There’s no nice way of saying this: you will be paying for it yourself.

Make sure you have a rainy day fund that you can draw on in a crisis. At least you know if there is a real emergency, such as a car accident, you are covered for hospital expenses. If your MSA is empty, and your condition is not serious, you can wait until the new benefit year kicks in.

Otherwise you will just have to haul out the credit card. Always remember to tell the doctor you are paying for this yourself, as even doctor’s tariffs are negotiable.

Read more: Should you change your medical aid package?

Why don’t I just switch to a hospital plan?

It might be an option, and it will be cheaper, but then remember that you will have to pay all your day-to-day benefits yourself. Get into a habit of setting the money aside that you save on contributions so that you can do this.

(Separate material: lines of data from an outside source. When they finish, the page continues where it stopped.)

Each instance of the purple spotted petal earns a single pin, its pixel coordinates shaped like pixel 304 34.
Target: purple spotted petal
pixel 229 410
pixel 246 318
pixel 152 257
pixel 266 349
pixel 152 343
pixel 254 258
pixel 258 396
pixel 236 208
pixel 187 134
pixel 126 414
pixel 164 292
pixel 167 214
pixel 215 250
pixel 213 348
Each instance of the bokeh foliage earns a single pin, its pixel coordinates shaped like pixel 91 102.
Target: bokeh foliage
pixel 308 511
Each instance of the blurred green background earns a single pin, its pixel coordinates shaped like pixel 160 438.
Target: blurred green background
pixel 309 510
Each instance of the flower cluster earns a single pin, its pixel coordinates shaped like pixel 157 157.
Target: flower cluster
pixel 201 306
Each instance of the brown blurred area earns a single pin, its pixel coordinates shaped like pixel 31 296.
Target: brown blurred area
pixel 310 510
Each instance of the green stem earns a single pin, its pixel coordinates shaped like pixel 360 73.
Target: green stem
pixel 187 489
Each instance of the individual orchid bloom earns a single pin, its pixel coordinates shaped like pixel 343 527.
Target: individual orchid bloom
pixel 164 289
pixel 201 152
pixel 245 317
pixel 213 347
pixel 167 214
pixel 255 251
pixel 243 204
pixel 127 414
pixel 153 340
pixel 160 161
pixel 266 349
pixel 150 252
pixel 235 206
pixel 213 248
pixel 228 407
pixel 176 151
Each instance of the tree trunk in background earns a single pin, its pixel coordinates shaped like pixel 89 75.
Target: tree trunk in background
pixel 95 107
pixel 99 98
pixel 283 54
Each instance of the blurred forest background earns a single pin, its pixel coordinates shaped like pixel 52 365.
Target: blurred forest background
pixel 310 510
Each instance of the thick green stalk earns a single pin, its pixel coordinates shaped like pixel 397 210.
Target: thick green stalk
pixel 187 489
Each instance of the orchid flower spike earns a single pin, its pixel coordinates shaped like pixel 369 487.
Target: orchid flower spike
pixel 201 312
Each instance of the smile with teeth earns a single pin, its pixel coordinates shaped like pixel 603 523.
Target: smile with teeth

Try and avoid a situation where you pay R2000 per month extra for a full medical scheme contribution, but only get about R8000 per year of benefits for it. It is important to study the benefit schedule carefully before you make this decision.

Can I deduct medical costs not covered by my MSA from tax?

If you submit a tax return, you can deduct R286 per month for your scheme contribution, and medical expenses that you pay yourself if you submit the invoices and receipts.